September 30, 2011

Want to launch a mutual fund? Learn from two pros

by Marilyn Dale
 
James Dailey


It’s always eye-opening to hear our peers share. It helps to put our thoughts in perspective. James Dailey, CFA, Principal and CIO, TEAM Financial Managers, Inc. and Lead Portfolio Manager, TEAM Asset Strategy, and Bill Pekin, CFA, SVP Pekin, Singer Strauss Asset Management and co-portfolio manager of Appleseed Fund, answered the following questions and provided insights about launching a mutual fund at Huntington Asset Strategies Annual Client Conference in September. Their funds, Team Asset Strategy (TEAMX) and Appleseed (APPLX), were launched on 12/21/09 and 12/08/06 respectively.

What didn’t work?
• Trade journal ads were disappointing; they are difficult if not impossible to track and can be very costly.
• Conferences – you can’t just roll into town and expect everyone to flock to yoru booth. You have to be much more aggressive, planning and executing pre and post conference campaigns.
Most challenging, then and now?
• Managing a 40 act product is challenging and filled with rules. You have to keep a vigilant eye on compliance of all kinds.
• Employees. Do you want to train your own? Have you got the patience? Should you go to a third party for everything and anything from operations, accounting, wholesaling, marketing, even portfolio management? You have to talk to a lot of people to find those that fit your culture and are right for your strategy.
• Know if you want to manage money or a business, and get the right help.
• As an entrepreneur, know your vision of success. Do you want to invest in technology, deal with larger institutions? Figure out how you can deal with your own anxiety
• Being alert to the uncertainty of the regulatory environment
• Choosing and getting onto the “right” platforms is complex; your resources and energy are limited.

Great ideas?
• Be seen: go to conferences, call advisors in those cities and take advantage of meeting with them, visit large regional cities for a concentration of advisors
• Publish and disseminate white papers; be a thought leader.
• Launch with “enough” seed money, its simply hard to make a $20 million fund economical
• If you replicate and extend what you do as an RIA, confidence, recognition and existing client base should help you grow quickly
• Look for a market niche with little competition – figure out a way to differentiate yourself. Bring in people with a book of business to help grow your core
• Get a strategy and good business plan - have confidence you can do this
• Focus on what you can control. Some things you can’t, such as the costs of doing business on platforms

And, why did you start a fund?
James Dailey: It was a long time ambition of mine to run a mutual fund or hedge product. I view it as a big business opportunity. Our RIA is relatively small, yet we have a differentiable product. We certainly took a significant business risk, but our strategy fits well in the alternative space, which is getting a lot of attention in the current environment.

Bill Pekin: I’ve observed with my kids, when they are small, they have an innocence about the world. Sometimes ignorance and innocence can be a blessing. It’s hard to grow a local ria and hard to get your story out despite being successful.

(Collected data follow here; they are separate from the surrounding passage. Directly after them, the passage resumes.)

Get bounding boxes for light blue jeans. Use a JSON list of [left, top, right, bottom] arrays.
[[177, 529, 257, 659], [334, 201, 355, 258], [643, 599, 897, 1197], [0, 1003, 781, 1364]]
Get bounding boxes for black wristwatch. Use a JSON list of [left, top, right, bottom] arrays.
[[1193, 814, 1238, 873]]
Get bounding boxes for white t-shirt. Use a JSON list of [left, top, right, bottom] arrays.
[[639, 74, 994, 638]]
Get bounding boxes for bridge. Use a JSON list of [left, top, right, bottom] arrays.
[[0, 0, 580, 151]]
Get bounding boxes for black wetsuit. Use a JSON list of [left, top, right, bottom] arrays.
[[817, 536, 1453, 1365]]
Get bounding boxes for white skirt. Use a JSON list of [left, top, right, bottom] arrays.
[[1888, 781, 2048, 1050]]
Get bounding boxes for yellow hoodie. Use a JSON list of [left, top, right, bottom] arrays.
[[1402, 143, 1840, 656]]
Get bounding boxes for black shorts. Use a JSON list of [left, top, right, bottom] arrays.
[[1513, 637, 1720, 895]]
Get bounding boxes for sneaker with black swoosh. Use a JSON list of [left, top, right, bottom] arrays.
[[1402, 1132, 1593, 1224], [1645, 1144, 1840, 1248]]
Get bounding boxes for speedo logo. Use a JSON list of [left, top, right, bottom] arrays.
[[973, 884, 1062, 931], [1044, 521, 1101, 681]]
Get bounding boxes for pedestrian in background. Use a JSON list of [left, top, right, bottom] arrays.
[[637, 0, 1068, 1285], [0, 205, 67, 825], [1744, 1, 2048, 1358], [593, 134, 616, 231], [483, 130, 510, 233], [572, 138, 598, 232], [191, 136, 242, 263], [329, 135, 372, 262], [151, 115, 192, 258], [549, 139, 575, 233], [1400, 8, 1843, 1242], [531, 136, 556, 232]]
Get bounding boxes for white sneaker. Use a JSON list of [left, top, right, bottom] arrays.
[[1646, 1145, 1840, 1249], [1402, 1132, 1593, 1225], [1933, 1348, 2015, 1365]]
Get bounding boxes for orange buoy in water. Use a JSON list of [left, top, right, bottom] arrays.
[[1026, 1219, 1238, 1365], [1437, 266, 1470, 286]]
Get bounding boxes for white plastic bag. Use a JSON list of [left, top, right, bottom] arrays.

But, we thought if we took a slow growing, stable annuity business like the RIA and married it to a fast growing mutual fund initiative, it would enhance our business model.

And, why problems did you solve, and for whom?
• Added transparency; a mutual fund has far more transparency than an SMA.
• We can now accept smaller accounts that we used to turn down.
• Instant credibility for the SMA/RIA business – you’re covered by Morningstar, eventually rated, perhaps engage in more media coverage. You’re out there and getting known.